In the last twenty years, I witnessed the ingredient side move from a strictly science-based engine producing quality and performance ingredients to one in continuous reactive mode – scientists trying to innovate around a growing “no no” list. I was in meetings with scientists, lunches and dinners, where often the conversation was one of concern – what is becoming of the chemistry? Of logic? And there were whispers of worry “my wife bought XYZ product and I had to tell her to toss it”.
You see, on the ingredient side we get a unique view into how brands formulate and manufacture. And folks, it may be the beauty business but it isn’t always pretty. I’d cringe as friends would tell me they only use natural products, or would rave about some new natural oil that was going to save the universe (ok, I exaggerate a little here). I cringed, not because they were using natural products, but because I knew that more often brands were using natural as a marketing tactic, not as brand ethos. And often times, they were putting unstable, often irritating ingredients on their skin with very little safety data.
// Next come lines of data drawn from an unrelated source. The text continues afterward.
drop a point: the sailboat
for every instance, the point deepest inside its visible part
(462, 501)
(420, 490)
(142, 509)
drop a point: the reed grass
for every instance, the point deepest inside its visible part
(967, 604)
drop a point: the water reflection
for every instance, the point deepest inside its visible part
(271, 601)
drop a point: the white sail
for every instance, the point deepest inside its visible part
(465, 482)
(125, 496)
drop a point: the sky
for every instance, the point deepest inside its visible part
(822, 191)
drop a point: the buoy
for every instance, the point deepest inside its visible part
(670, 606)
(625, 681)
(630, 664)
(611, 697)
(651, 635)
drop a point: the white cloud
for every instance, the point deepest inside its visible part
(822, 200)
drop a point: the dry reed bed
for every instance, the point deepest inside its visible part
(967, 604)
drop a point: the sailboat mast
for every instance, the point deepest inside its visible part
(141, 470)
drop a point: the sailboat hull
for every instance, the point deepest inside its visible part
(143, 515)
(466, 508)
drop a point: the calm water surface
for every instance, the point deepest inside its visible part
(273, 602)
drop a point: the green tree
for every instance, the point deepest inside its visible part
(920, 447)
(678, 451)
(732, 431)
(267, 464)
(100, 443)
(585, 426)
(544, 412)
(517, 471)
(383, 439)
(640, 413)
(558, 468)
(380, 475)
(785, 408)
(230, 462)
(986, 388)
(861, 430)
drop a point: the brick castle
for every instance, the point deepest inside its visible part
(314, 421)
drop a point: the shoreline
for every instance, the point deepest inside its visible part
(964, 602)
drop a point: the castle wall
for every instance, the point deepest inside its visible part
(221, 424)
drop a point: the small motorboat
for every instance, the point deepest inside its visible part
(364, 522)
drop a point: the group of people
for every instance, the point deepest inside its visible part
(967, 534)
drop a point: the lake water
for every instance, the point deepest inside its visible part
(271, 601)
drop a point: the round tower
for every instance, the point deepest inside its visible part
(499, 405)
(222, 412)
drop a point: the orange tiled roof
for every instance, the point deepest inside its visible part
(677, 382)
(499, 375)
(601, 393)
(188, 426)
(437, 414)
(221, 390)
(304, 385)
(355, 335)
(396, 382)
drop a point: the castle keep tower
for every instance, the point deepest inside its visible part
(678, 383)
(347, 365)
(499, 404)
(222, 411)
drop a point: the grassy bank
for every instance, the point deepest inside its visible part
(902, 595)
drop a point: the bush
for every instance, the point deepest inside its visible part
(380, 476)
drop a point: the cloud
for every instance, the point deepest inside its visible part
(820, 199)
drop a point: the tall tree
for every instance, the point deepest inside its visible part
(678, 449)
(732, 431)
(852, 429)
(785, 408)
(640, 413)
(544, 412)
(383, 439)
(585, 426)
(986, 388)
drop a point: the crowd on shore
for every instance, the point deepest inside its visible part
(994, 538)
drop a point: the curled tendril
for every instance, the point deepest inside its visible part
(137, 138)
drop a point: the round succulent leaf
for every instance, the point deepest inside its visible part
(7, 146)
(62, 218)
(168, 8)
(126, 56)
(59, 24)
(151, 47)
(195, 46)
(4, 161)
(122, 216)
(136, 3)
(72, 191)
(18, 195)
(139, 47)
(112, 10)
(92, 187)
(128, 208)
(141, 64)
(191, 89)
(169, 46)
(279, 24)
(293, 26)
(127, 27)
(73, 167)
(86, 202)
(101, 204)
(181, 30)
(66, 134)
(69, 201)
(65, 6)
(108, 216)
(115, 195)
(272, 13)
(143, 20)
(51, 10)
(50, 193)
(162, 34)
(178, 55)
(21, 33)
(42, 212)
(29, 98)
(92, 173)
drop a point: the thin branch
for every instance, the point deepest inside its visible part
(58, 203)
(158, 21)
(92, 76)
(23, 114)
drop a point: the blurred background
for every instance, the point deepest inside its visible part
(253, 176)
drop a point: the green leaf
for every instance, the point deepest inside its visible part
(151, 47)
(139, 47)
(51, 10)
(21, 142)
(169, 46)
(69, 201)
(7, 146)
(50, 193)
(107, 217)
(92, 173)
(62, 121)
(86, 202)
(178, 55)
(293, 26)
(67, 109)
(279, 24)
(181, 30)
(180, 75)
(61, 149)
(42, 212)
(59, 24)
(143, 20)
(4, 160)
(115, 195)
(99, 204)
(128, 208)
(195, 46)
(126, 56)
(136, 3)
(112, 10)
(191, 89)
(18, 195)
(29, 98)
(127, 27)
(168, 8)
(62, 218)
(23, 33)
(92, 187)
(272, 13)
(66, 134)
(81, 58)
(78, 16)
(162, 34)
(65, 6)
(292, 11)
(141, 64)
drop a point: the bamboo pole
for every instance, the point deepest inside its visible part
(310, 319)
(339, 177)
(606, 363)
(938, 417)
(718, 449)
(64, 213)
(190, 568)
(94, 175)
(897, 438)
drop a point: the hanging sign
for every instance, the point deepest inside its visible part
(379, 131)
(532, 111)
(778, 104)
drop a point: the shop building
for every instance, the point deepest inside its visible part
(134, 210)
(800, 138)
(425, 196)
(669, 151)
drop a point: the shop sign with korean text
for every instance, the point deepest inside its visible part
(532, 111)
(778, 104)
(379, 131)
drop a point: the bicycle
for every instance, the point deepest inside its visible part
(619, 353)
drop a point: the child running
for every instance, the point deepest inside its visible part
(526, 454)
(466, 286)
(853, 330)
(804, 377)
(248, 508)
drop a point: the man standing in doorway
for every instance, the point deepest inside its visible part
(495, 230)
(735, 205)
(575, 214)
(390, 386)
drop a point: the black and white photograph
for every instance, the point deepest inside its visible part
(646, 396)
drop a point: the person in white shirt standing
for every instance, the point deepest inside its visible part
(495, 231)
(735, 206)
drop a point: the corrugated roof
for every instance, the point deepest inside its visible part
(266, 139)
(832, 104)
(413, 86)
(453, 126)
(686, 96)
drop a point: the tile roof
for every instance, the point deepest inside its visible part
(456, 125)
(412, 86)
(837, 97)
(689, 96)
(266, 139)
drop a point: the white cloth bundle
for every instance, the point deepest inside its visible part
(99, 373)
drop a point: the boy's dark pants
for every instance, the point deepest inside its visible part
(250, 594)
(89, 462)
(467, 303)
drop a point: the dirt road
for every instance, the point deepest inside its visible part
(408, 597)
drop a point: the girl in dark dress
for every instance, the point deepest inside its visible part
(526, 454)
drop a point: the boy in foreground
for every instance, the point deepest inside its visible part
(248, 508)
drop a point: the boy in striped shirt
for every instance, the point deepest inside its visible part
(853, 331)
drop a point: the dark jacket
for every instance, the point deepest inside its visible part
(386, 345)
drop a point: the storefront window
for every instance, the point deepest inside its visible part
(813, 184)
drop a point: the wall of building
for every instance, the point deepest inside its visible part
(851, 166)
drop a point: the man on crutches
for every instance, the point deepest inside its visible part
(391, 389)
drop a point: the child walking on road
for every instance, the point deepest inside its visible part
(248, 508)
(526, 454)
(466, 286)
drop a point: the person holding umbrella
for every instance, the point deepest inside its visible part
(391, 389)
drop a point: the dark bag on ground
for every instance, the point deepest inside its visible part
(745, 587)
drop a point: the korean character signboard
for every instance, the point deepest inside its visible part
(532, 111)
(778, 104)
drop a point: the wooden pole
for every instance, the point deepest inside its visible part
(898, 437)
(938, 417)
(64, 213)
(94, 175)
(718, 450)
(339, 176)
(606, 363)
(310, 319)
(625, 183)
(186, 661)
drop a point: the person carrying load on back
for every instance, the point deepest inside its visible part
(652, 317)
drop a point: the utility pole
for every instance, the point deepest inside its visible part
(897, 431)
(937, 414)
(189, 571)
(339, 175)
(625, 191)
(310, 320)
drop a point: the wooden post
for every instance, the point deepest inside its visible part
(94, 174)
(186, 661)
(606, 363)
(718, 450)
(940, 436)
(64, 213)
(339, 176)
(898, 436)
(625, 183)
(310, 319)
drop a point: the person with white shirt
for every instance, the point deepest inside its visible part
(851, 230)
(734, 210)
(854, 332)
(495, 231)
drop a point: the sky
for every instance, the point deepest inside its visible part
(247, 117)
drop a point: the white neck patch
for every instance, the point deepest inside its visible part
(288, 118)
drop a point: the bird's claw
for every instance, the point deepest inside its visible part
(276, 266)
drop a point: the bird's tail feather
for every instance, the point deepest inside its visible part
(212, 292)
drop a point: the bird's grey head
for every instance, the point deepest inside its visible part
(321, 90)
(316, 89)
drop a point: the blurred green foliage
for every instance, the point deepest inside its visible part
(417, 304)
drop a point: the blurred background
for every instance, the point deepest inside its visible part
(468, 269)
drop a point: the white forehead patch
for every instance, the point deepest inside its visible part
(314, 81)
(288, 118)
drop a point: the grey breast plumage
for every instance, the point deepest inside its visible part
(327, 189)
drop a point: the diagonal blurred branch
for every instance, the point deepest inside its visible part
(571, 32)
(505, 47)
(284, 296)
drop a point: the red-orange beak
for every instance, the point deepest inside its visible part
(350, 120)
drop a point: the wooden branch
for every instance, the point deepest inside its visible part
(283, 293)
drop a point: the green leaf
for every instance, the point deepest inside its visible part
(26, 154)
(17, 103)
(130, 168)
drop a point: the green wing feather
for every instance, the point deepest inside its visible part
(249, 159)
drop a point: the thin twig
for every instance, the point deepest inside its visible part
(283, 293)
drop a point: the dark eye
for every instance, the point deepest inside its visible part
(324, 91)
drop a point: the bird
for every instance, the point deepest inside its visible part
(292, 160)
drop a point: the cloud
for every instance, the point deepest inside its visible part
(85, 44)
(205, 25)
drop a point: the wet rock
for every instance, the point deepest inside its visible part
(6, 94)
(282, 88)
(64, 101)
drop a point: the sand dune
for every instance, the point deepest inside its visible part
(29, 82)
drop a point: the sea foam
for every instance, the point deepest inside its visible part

The reason why these brands went to market with very little safety data is because they were small companies who likely couldn’t afford to spend $3,000-$10,000 per sku on safety/clinical testing. Or maybe they just didn’t want to know the results!
Essentially, “the court of public opinion” versus actual science was the driver of innovation. At the time, I saw that as a shame. I saw that as a loss for science, for quality, for truth, for performance. Though, as mentioned previously, the desire for natural ingredients provided a catalyst for extreme growth. But now, as I look back at the shift over a twenty year span I realize that so much progress has been made. Chemistry is not dead, and it definitely took time for scientists to come up with higher performing natural ingredients, but it is has happened and continues to happen.
It’s unfortunate that along the way, brands launched products that were not always the best products but in the end it helped drive innovation.